Инспектор Хейл умолк, передохнув.

– Позднее мистер Блейк сделал такое же заявление инспектору Конвею. Он, мол, получил в то утро сообщение по телефону от своего брата, Мередита Блейка, который жил в Хандкросс-Мэнор, в полутора милях, и на досуге занимался химией, точнее говоря – изготовлением лечебных препаратов из трав. Мередит заявил, что, зайдя в то утро в свою лабораторию, он с удивлением заметил, что одна бутылка, в которой была цикута, оказалась почти пустой. Взволнованный этим, он позвонил по телефону своему брату и спросил, что ему делать. Филипп Блейк настойчиво попросил его немедленно прийти в Олдербери, чтобы обсудить этот вопрос, сам же пошел ему навстречу. В Олдербери они пришли вдвоем, так и не найдя какого-то ответа.
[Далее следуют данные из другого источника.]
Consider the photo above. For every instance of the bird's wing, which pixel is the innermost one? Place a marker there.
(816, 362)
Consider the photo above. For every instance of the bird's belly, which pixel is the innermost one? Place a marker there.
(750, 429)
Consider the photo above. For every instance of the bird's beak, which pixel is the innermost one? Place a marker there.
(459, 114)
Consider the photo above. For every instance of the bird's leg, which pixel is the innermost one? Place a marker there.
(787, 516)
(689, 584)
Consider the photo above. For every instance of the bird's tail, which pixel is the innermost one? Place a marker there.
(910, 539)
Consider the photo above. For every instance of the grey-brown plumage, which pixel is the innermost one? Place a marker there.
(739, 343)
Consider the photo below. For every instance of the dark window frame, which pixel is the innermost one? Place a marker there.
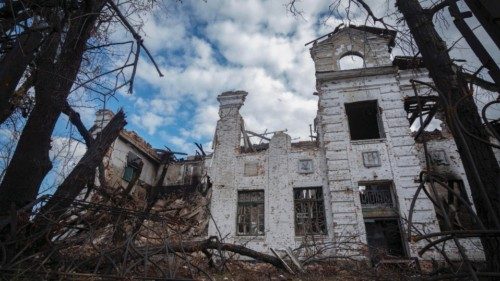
(384, 187)
(356, 133)
(132, 167)
(316, 205)
(460, 218)
(244, 214)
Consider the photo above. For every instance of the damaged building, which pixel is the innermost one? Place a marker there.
(348, 191)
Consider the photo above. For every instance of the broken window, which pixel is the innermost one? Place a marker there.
(250, 217)
(384, 238)
(132, 168)
(429, 106)
(351, 61)
(250, 169)
(376, 194)
(456, 210)
(364, 120)
(309, 211)
(305, 166)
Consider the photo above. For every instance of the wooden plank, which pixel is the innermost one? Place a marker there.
(294, 260)
(282, 261)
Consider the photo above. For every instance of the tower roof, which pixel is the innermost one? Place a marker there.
(370, 29)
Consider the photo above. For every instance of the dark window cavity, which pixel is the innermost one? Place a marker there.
(364, 120)
(454, 208)
(309, 211)
(250, 216)
(132, 168)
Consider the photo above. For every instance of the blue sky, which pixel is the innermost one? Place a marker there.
(205, 48)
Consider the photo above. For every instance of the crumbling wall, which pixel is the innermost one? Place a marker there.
(274, 170)
(371, 47)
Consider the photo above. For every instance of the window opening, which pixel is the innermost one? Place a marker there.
(305, 166)
(429, 106)
(351, 61)
(457, 212)
(377, 194)
(250, 213)
(384, 238)
(309, 211)
(364, 120)
(132, 168)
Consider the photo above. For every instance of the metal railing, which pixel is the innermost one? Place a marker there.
(376, 198)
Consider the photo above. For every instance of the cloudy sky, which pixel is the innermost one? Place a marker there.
(205, 48)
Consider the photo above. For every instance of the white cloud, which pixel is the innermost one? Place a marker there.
(205, 49)
(150, 121)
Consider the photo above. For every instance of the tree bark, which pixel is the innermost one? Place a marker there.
(84, 171)
(12, 67)
(54, 81)
(211, 243)
(481, 167)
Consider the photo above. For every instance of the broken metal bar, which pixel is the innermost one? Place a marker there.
(461, 233)
(476, 46)
(428, 120)
(258, 135)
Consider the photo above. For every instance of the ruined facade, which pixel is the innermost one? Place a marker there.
(347, 192)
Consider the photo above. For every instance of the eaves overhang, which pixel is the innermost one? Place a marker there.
(332, 76)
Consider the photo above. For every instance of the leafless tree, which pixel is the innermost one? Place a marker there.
(56, 48)
(418, 38)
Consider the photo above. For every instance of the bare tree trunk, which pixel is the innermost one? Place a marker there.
(12, 67)
(84, 171)
(212, 243)
(54, 81)
(481, 167)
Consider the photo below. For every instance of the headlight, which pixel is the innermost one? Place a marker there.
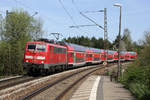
(40, 58)
(29, 57)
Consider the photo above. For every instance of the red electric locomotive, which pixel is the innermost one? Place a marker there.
(133, 55)
(46, 57)
(103, 55)
(96, 56)
(115, 56)
(79, 54)
(41, 57)
(127, 56)
(110, 56)
(89, 56)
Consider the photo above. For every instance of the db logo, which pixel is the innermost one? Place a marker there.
(105, 63)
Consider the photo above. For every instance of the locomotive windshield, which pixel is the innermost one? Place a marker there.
(36, 47)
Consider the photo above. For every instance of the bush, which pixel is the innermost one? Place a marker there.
(137, 80)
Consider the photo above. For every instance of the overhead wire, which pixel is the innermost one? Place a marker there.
(70, 16)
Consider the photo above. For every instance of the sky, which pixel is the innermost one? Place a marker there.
(56, 19)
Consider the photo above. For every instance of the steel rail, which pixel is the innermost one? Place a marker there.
(38, 91)
(73, 84)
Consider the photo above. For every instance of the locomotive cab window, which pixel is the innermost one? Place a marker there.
(31, 47)
(36, 47)
(40, 47)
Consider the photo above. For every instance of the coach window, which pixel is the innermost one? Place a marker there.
(54, 49)
(40, 47)
(49, 48)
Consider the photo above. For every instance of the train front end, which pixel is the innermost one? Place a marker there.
(35, 57)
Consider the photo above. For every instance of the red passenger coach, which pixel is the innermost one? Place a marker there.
(103, 54)
(79, 54)
(43, 57)
(89, 56)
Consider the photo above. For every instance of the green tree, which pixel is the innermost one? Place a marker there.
(19, 28)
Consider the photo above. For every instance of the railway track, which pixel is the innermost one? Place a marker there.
(50, 91)
(50, 87)
(14, 81)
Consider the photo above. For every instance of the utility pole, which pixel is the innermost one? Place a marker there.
(56, 35)
(104, 28)
(105, 34)
(119, 34)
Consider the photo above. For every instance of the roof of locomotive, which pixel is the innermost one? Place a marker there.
(95, 50)
(76, 47)
(51, 44)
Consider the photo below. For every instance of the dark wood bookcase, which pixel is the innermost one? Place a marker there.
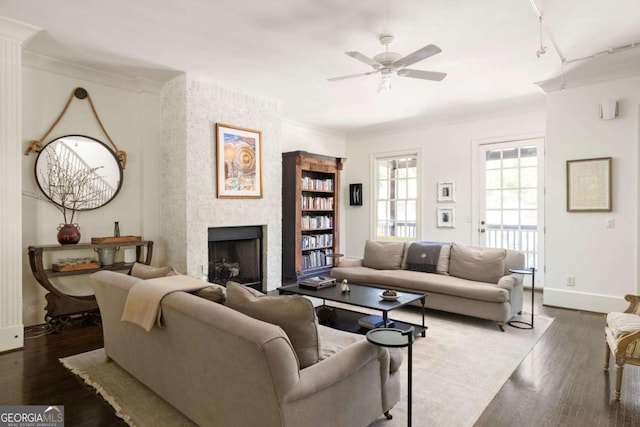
(310, 213)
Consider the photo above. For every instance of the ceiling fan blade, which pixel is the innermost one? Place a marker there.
(418, 55)
(420, 74)
(362, 58)
(333, 79)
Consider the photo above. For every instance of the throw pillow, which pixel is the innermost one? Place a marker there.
(443, 262)
(213, 292)
(293, 313)
(143, 271)
(478, 264)
(383, 255)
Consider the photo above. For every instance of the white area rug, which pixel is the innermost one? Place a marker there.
(457, 370)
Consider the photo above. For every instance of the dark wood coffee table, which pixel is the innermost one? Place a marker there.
(360, 296)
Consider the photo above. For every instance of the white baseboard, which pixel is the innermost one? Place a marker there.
(11, 338)
(584, 301)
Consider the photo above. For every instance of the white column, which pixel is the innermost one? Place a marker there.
(13, 35)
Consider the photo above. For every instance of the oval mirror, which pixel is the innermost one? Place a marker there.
(78, 172)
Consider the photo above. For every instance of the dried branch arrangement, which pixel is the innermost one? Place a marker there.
(71, 187)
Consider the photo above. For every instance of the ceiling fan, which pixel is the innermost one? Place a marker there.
(387, 63)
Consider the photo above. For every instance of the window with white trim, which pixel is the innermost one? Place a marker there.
(396, 197)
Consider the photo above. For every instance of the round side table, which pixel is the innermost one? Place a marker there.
(520, 324)
(393, 337)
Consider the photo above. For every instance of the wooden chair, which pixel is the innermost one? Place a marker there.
(622, 338)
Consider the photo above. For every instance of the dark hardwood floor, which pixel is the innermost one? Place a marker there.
(560, 383)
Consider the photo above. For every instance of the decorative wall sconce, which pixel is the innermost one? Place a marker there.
(355, 194)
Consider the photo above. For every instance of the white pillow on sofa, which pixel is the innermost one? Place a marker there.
(478, 264)
(383, 255)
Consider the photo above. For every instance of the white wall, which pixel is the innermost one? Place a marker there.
(446, 154)
(129, 112)
(603, 260)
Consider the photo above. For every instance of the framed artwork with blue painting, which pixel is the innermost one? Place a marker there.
(238, 162)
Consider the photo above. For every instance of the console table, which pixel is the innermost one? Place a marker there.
(61, 305)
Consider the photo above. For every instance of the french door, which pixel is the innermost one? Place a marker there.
(510, 177)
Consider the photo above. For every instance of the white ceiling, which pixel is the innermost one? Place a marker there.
(286, 49)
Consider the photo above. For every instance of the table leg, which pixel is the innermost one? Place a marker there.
(533, 291)
(424, 328)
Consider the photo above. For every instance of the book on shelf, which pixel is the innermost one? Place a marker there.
(317, 282)
(374, 321)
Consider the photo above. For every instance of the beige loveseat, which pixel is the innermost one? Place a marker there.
(220, 367)
(466, 280)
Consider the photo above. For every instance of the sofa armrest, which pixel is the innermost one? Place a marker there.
(337, 368)
(350, 262)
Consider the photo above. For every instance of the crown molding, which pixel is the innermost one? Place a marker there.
(17, 31)
(81, 72)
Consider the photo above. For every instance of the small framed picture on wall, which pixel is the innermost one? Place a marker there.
(447, 191)
(355, 194)
(446, 217)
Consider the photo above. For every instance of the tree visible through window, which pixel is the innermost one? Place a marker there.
(396, 197)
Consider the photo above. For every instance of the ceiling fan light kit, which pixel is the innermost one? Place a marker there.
(387, 63)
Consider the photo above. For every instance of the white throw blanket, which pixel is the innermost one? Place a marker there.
(143, 302)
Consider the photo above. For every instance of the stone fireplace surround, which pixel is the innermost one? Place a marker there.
(190, 108)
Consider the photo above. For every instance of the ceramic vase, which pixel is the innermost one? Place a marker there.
(68, 234)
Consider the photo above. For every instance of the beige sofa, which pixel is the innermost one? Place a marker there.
(466, 280)
(220, 367)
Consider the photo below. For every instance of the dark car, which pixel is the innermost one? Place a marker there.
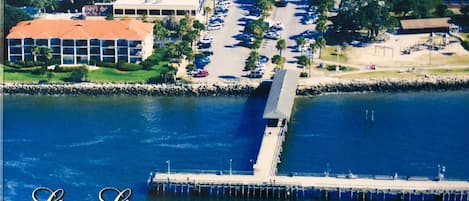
(281, 3)
(202, 73)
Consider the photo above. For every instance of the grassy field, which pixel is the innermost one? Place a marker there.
(330, 53)
(396, 74)
(99, 75)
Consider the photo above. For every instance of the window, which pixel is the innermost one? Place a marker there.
(109, 59)
(129, 11)
(42, 42)
(81, 43)
(167, 12)
(109, 52)
(122, 51)
(82, 59)
(155, 12)
(122, 42)
(14, 42)
(28, 41)
(134, 43)
(181, 12)
(142, 12)
(135, 59)
(68, 60)
(82, 51)
(15, 58)
(122, 58)
(95, 50)
(54, 41)
(118, 11)
(67, 42)
(55, 50)
(68, 50)
(15, 50)
(94, 42)
(107, 43)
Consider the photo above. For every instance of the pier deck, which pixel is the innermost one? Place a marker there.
(316, 182)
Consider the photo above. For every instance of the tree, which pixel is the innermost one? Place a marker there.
(13, 16)
(79, 74)
(281, 45)
(207, 12)
(279, 61)
(300, 41)
(161, 32)
(320, 43)
(321, 25)
(464, 9)
(42, 5)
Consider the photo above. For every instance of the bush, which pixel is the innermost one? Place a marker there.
(465, 44)
(303, 74)
(332, 68)
(79, 74)
(123, 66)
(106, 64)
(39, 71)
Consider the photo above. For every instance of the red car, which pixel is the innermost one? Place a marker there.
(203, 73)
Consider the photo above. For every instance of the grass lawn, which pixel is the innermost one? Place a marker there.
(98, 75)
(330, 53)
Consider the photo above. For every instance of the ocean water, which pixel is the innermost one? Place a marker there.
(84, 143)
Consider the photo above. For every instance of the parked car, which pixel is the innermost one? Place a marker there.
(206, 39)
(272, 35)
(281, 3)
(207, 52)
(256, 74)
(202, 73)
(278, 26)
(214, 26)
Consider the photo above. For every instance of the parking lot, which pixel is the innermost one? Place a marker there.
(229, 58)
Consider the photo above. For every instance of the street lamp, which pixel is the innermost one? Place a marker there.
(169, 166)
(231, 168)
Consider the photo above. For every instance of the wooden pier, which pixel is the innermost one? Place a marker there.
(265, 183)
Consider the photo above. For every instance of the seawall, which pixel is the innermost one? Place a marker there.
(240, 88)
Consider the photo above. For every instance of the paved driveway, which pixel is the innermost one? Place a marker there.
(228, 59)
(291, 17)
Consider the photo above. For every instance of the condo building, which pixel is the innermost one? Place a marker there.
(82, 41)
(157, 8)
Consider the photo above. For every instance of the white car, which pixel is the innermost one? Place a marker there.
(216, 26)
(278, 26)
(272, 35)
(206, 39)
Решили возвратиться к этому после ленча. В результате позднейшего обследования инспектор Конвей установил, что за день до убийства, после обеда, пять человек пришли из Олдербери в Хандкросс-Мэнор на чашку чаю: мистер и миссис Крейл, мисс Анджела Уоррен, мисс Эльза Гриер и мистер Филипп Блейк. За чаем Мередит Блейк прочитал гостям целую лекцию о своем увлечении химией и пригласил всех осмотреть его лабораторию. Во время осмотра он рассказал о некоторых специфических медикаментах, в том числе и о цикуте, объяснил ее свойства, жалея, что такой ценный препарат исключили из фармакопеи, хвалился своим открытием – малые дозы цикуты, мол, особенно эффективны при лечении коклюша и астмы. Мередит Блейк рассказал также о смертоносных свойствах цикуты и даже прочитал гостям несколько строчек одного греческого автора, который описывал ее влияние на организм.